Print by Frederic Kohli
Catedral Metropolitana de la Asunción de María (Metropolitan Cathedral of the Assumption of Mary) is the largest and oldest cathedral in the Americas and seat of the Roman Catholic Archdiocese of Mexico. The cathedral is situated atop what were once sacred Aztec temple grounds. The cathedral was built in sections from 1573 to 1813 around the original church that was constructed soon after the Spanish conquest of Tenochtitlán, eventually replacing it entirely.

As spectacular as the facade of the cathedral is, the interior is supposedly more magnificent.  Think gold....lots of gold.

Palacio Nacional (National Palace) was originally built by Hernán Cortés on the razed site of Moctezuma II's "New Palace".  Cortés did not completely destroy the original Aztec palace and so much of the current palace's building materials are from the original one that belonged to Moctezuma II.

The palace was the seat of the Spanish viceroys during the colonial period and thereafter that of the President of the Republic. The first president to live in the building was also Mexico's first president, Guadalupe Victoria, and its last occupant was Manuel González, president from 1880 to 1884.

Today, the building is houses several government agencies as well as the Federal Treasury, the National Archives and the Biblioteca Miguel Lerdo de Tejada, one of the largest and most important libraries in the country.

The National Palace boasts a large number of handsome rooms laid out around fourteen courtyards, only some of which are open to visitors. From the Grand Courtyard,a staircase leads up to the first floor.

The most notable feature of this courtyard is the fresco on the staircase and first floor by the muralist Diego Rivera, "Historia y Perspectiva de México" (History and Perspective of Mexico). Covering a total area of 450 sq. m (4837 sq. ft), and painted between 1926 and 1945, it depicts the history of Mexico from Indian times to the period after the revolution.  If for no other reason, we will visit the National Palace JUST to see this mural.

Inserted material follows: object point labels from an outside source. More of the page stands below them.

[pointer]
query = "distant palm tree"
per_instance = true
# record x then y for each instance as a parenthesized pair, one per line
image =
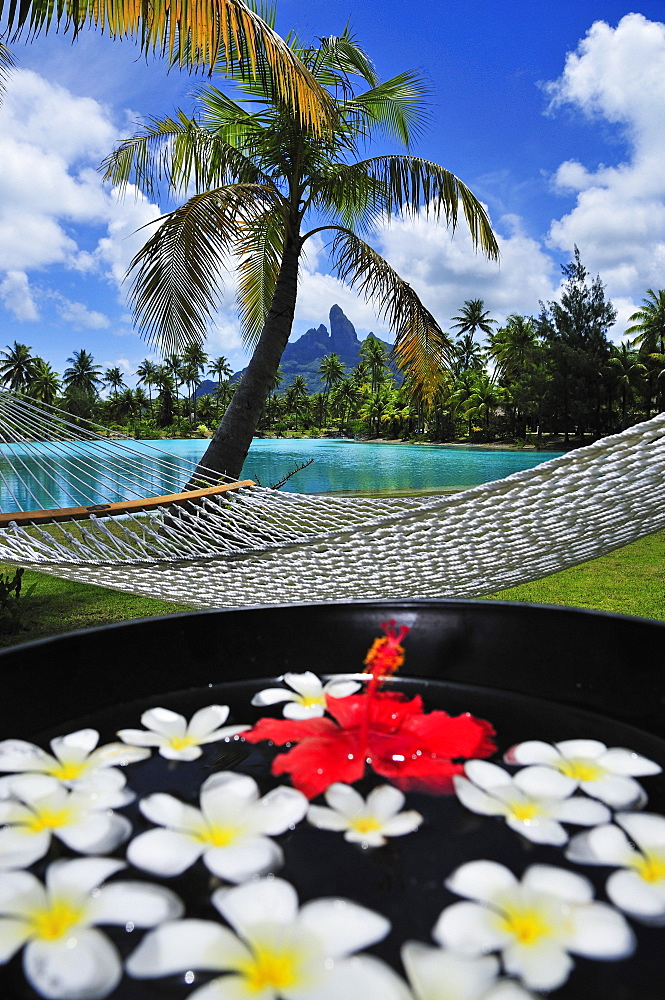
(17, 368)
(45, 384)
(84, 376)
(473, 317)
(113, 377)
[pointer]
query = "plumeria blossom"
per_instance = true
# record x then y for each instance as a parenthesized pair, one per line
(365, 822)
(639, 889)
(231, 831)
(604, 773)
(42, 808)
(535, 924)
(275, 950)
(176, 738)
(307, 699)
(441, 974)
(65, 955)
(76, 761)
(534, 802)
(387, 732)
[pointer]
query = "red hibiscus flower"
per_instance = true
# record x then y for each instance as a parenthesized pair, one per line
(387, 732)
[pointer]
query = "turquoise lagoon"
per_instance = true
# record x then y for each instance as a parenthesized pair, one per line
(75, 475)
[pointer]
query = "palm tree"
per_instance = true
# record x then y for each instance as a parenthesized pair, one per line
(332, 370)
(17, 368)
(473, 316)
(227, 34)
(83, 376)
(147, 372)
(649, 323)
(45, 383)
(259, 174)
(113, 377)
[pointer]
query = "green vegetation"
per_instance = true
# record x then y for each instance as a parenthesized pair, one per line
(628, 581)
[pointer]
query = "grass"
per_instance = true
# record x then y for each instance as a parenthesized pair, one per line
(629, 581)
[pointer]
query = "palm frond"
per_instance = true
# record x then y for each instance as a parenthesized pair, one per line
(421, 347)
(413, 184)
(190, 33)
(178, 152)
(6, 66)
(395, 106)
(260, 247)
(176, 274)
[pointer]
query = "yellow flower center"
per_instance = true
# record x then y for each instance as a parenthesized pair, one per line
(270, 968)
(54, 923)
(581, 769)
(180, 742)
(68, 770)
(524, 811)
(47, 820)
(527, 926)
(650, 866)
(365, 824)
(218, 836)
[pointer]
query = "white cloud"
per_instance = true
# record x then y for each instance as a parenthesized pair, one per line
(16, 295)
(78, 314)
(617, 76)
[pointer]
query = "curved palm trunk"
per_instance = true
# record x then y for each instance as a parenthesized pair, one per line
(228, 448)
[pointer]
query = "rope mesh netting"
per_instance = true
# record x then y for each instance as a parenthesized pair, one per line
(260, 546)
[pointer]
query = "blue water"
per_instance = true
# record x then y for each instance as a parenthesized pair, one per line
(82, 475)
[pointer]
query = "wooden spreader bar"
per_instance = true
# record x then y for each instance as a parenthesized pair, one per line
(112, 509)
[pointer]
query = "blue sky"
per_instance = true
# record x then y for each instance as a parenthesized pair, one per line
(551, 112)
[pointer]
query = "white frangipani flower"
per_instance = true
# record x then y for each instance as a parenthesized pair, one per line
(534, 802)
(534, 923)
(604, 773)
(307, 699)
(76, 761)
(440, 974)
(176, 738)
(42, 808)
(277, 952)
(365, 822)
(231, 832)
(65, 957)
(640, 888)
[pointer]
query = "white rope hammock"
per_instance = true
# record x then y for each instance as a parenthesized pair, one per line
(250, 545)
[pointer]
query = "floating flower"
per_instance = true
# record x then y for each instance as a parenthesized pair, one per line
(42, 808)
(365, 822)
(65, 956)
(439, 974)
(534, 923)
(534, 802)
(387, 732)
(177, 739)
(231, 831)
(605, 774)
(308, 697)
(640, 888)
(75, 762)
(278, 951)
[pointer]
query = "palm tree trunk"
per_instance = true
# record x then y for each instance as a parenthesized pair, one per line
(228, 448)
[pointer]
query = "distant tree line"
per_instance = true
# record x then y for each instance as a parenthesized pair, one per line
(555, 374)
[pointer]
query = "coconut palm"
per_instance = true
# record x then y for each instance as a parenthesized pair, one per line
(649, 323)
(226, 33)
(17, 367)
(259, 176)
(45, 383)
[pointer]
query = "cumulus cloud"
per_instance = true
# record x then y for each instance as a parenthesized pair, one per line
(16, 296)
(617, 76)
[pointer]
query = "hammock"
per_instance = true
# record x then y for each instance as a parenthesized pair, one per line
(241, 544)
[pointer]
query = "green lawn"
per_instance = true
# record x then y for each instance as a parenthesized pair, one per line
(629, 581)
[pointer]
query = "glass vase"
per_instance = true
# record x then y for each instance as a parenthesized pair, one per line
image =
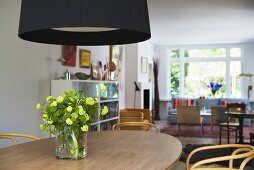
(71, 145)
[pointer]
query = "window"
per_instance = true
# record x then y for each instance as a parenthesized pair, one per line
(191, 70)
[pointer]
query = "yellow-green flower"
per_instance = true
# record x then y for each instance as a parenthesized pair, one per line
(53, 104)
(89, 101)
(69, 109)
(104, 110)
(69, 121)
(49, 98)
(59, 99)
(84, 128)
(38, 106)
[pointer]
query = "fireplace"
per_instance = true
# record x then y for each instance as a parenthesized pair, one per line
(146, 99)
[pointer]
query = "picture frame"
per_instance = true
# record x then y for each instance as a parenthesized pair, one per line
(94, 71)
(69, 55)
(84, 58)
(116, 56)
(144, 62)
(150, 67)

Several rooms, once occupied by Benito Juárez who served five terms as President of Mexico are now a museum open to visitors.

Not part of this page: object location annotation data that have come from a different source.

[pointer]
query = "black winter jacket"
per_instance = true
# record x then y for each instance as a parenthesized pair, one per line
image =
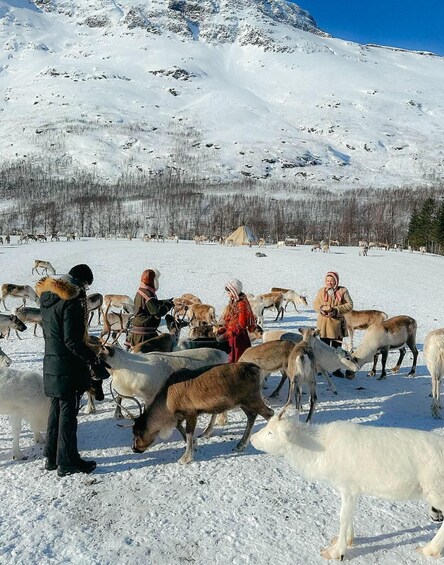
(67, 357)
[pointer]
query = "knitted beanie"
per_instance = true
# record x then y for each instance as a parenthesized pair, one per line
(82, 273)
(335, 276)
(150, 277)
(234, 287)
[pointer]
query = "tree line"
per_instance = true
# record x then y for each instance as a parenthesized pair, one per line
(426, 226)
(40, 199)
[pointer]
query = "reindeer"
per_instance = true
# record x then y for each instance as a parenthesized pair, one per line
(394, 333)
(44, 265)
(291, 296)
(22, 291)
(273, 300)
(361, 320)
(121, 301)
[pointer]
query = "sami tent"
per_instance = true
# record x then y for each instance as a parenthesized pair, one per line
(242, 236)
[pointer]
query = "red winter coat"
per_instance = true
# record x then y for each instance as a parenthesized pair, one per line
(238, 319)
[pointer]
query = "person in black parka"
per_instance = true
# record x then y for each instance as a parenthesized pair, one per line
(68, 365)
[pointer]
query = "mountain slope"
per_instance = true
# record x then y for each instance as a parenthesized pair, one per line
(219, 88)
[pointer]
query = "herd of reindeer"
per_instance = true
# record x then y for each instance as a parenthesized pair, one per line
(173, 380)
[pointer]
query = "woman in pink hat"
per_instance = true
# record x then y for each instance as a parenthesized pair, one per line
(237, 320)
(331, 303)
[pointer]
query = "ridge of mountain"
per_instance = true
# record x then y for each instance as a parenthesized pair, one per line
(216, 89)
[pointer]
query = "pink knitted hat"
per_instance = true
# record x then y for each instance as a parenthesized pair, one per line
(335, 276)
(234, 287)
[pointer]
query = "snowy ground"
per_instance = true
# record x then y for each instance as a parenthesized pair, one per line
(225, 507)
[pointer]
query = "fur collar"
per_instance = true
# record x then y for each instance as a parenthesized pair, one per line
(61, 287)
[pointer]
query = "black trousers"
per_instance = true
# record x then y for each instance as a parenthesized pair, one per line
(61, 434)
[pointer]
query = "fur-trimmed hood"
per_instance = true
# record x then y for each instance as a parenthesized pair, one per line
(61, 289)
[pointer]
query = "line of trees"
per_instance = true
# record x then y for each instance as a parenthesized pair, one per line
(38, 200)
(426, 226)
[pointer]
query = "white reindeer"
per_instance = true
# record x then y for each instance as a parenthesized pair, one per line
(356, 460)
(19, 291)
(22, 397)
(434, 358)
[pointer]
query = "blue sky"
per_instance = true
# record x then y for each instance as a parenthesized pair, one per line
(411, 24)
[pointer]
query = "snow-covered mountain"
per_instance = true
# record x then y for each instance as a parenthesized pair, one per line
(219, 88)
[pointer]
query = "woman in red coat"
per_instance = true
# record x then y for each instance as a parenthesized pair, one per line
(237, 320)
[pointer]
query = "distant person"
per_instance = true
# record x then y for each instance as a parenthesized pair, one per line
(331, 303)
(68, 366)
(148, 309)
(237, 320)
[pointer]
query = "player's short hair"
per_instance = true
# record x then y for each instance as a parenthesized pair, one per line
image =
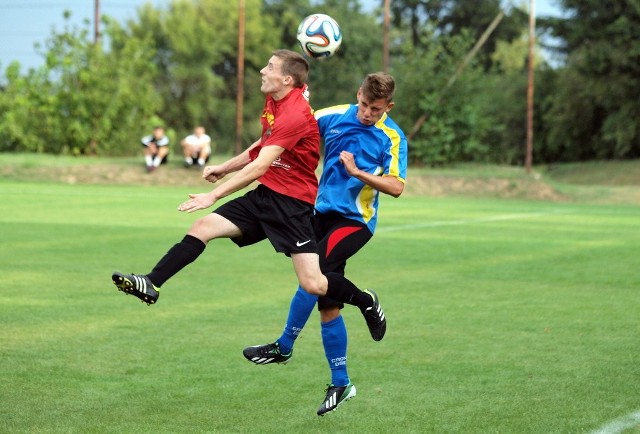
(295, 65)
(379, 85)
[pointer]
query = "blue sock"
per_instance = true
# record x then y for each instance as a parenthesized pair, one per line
(334, 339)
(300, 309)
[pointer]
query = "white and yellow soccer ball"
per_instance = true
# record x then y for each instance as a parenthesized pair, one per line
(319, 36)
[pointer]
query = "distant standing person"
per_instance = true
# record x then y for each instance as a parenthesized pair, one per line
(156, 148)
(196, 147)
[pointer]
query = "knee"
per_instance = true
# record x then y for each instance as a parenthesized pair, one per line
(200, 230)
(314, 286)
(329, 314)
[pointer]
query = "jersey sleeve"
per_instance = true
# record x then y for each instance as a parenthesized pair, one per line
(287, 130)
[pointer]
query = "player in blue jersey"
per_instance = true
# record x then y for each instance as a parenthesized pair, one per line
(365, 154)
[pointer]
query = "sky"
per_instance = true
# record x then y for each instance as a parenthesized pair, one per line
(26, 22)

Templo Mayor (Great Temple) is an Aztec temple recently discovered in the heart of modern Mexico City, located just a few blocks away from the Zócalo.  The temple was built in the 14th century in honor of the Aztec gods of war and water.

According to Aztec legend, Templo Mayor was built on this spot because an eagle was seen perched on a cactus devouring a snake, in fulfillment of a prophecy.

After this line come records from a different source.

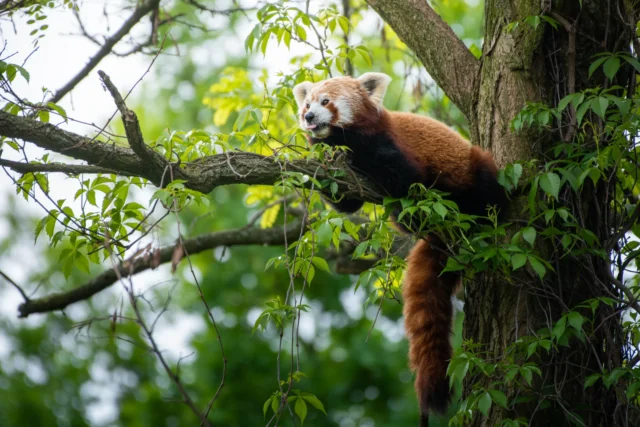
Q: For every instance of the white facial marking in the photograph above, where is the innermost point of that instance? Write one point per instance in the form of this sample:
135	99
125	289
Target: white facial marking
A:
345	112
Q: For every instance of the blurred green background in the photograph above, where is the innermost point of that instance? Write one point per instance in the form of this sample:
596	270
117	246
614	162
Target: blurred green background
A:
53	373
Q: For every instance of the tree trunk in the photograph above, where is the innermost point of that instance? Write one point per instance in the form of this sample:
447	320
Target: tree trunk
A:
540	65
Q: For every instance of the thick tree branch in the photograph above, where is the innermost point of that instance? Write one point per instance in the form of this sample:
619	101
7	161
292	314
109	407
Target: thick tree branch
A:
155	162
443	54
59	167
106	48
137	264
202	175
50	137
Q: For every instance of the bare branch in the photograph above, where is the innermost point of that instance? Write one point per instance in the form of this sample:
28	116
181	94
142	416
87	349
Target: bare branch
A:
136	264
155	161
443	54
50	137
106	48
15	285
59	167
204	174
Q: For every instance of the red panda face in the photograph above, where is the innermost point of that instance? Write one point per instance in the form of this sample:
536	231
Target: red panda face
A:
340	102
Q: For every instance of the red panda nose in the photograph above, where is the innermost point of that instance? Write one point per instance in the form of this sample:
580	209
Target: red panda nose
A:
309	116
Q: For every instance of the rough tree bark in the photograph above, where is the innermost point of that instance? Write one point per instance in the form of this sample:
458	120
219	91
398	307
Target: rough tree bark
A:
528	65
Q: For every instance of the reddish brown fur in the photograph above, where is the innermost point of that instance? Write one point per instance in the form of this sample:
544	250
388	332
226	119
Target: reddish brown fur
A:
428	314
443	156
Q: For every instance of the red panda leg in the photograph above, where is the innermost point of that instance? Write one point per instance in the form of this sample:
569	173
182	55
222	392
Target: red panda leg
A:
428	314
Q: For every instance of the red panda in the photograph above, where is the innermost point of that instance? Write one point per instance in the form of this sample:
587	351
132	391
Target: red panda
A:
396	150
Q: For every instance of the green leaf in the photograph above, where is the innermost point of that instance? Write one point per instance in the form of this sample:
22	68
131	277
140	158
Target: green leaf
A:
321	264
360	249
527	375
301	33
484	403
575	320
324	233
581	111
343	21
265	407
301	410
591	379
596	64
538	267
550	183
559	327
599	106
498	397
529	234
44	116
634	62
241	120
440	209
314	401
453	265
518	260
611	67
564	102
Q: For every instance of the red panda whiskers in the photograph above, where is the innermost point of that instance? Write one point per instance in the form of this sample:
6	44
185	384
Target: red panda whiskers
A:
397	150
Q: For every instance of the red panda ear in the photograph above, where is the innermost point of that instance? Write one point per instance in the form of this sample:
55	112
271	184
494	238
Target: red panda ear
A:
375	84
300	92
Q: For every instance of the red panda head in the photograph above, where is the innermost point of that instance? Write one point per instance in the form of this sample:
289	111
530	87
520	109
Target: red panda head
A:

Construction on the temple began sometime after 1325 AD and was enlarged over the next two centuries. At the time of the 1521 Spanish Conquest, the site was the center of religious life for the city of 300,000 residents.

The temple was almost completely destroyed by the Spaniards after their conquest of Tenochtitlan and was completely lost until an Aztec carving was discovered in the heart of Mexico City in 1978. This prompted extensive excavations, which uncovered the ruins of Templo Mayor.

Unique features of Templo Mayor are its Tzompantli (Wall of Skulls), a panel made of rows of human skulls covered with stucco; two identical life-size clay statues of Aztec warriors dressed in eagle costumes; and a stone eagle symbolizing the god Huitzilopochtli, into which the hearts of sacrificial victims were placed.  A museum houses artifacts from the site.

Chapultepec Park
This is just a short list of places to go and things to see in Mexico City.  There are plenty of museums, including the National Museum of Anthropology which houses the world renown Aztec calendar stone, and parks to visit as well.  Unfortunately, we won't be able to see it all.

Setting aside all the touristy must-see places, I've read that Mexico City is full of interesting neighborhoods - like New York City.  I'm thinking we can explore a few as we search out places to eat dinner.

Though Mexico City is a big city, we should be able to easily make our way around on the city's subway system. n The system map is available on line and just a few pesos will get us wherever we want to go.

I think I'm really going to enjoy being in Mexico City and I know that I will regret not having planned enough days for us to see more.  But, I look at it this way,  what we don't get to see on this trip, we'll leave for the next trip.....a good excuse to come back!